Now, I had the explanation for the technical symptoms.

The server was reaching 100%CPU because a lot of threads were busy waiting. Actually, there was even more threads doing silly stuff than there were available cores. So the machine was just going in circles.

The question is why the hell did it happen? let us look once again at the responsible code:

while (Interlocked.Exchange(ref synchroObject, 1) == 1)
{
}
this.last.Next = node;
this.last = node;
Interlocked.Exchange(ref synchroObject, 0);

Thanks to winddbg and SOS (!CLRStack -p), I was able to confirm that all threads were trying to acquire the very same resource. A code review revealed me that this resource was a global activity counter used for monitoring statistics.

I double checked, but no other code was referring to ‘synchroObject’; this.last is never null, so no exception should be raised. Actually, if the problem was caused by an exception, the system would have been stuck forever, as the ‘synchroObject’ would never have been reset; production system was able to recover from its crisis, so this was not the issue.

How can this situation occurs? what could have somehow interrupted the execution of those measly 6 lines of code? Well, the Windows’ kernel did. A simple thread scheduling occurred and froze any progress on that thread. Even worse, as there is a significant thread over allocation, it may have scheduled another thread that got (busy) stuck on that very same resource. Then we have several threads that are in a ready state waiting to be scheduled and spent their quantum (30ms) just doing a useless loop.

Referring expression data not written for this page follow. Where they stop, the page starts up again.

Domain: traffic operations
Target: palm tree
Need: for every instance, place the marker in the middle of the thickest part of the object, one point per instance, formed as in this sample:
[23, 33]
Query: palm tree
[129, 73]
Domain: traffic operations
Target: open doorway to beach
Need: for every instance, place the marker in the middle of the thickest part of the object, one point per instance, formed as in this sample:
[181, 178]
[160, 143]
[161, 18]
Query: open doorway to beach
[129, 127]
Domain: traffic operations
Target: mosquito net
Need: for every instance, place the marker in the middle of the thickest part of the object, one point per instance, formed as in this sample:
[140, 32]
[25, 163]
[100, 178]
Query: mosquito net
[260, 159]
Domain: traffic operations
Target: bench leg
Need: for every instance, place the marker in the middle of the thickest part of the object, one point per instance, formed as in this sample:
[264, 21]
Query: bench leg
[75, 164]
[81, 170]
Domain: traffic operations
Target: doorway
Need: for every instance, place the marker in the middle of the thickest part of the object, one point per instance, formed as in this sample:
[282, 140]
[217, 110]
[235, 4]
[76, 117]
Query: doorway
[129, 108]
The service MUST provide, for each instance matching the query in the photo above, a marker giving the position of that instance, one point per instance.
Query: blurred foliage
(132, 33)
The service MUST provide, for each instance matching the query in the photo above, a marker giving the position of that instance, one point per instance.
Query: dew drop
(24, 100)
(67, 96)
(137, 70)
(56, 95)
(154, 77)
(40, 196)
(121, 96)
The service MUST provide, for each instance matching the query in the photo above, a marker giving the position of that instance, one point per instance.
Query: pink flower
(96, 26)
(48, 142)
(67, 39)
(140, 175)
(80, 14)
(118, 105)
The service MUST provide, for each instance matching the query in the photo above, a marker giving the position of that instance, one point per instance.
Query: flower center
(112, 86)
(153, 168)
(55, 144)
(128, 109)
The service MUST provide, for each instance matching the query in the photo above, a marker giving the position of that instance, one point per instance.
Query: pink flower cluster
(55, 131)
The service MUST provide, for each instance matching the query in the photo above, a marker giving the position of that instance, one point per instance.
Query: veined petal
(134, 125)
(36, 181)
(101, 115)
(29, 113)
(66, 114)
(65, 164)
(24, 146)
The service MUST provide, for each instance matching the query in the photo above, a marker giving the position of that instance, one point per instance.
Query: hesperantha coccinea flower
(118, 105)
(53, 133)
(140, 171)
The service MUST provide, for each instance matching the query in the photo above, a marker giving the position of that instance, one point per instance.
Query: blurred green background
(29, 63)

Then, I guess that the thread owning the lock was interrupted for a long time, probably because it started to contribute to a GC. And then all cores were scheduling that were either doing endless loops or trying to make a GC!

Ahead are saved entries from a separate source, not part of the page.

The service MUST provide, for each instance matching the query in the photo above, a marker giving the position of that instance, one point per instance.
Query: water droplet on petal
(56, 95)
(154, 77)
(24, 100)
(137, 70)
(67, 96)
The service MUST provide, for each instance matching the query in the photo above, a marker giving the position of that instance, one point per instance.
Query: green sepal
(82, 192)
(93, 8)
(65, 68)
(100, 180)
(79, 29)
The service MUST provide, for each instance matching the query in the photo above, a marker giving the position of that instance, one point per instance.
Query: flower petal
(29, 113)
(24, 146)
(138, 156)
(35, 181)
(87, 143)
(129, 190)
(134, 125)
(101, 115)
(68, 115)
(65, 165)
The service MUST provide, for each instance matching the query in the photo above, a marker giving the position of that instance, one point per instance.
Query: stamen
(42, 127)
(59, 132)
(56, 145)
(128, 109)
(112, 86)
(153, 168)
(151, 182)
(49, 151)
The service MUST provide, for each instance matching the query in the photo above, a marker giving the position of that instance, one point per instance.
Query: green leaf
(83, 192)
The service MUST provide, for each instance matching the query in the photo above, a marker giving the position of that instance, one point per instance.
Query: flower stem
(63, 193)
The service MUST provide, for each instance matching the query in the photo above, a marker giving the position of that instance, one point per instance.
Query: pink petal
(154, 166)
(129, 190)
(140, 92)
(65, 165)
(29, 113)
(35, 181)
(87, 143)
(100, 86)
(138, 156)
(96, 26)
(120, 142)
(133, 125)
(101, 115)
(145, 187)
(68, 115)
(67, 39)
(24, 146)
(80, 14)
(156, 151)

Having busy threads of course slowed down the GC, meaning that the thread that held the locks took longer time before giving it away. And then, there was a lock convoy which made things even worse.

Lessons learned

• Well, the usual rule of thumb for spin loops is that they must not be used for single core machine, and you should revert to kernel lock then. But when you think about it, the real rule should be ‘spin locks must not be used if you are not sure the lock holder will make progress’which is far trickier to implement than the first one.
• Make sure you can easily generate dumps of your live systems as it may be the only mean you have to understand what is happening
• When you have a large number of threads on a significant number of cores, a very very very unlikely event can become pretty much usual….
• But above everything else: you are never clever enough to implement adequate scheduling primitives. Whatever your motives are, just think TDD: how are you going to write the test demonstrating the safety of your approach ?

I am pretty sure this assertion may not be shared by every developers, so comments are welcome and even requested.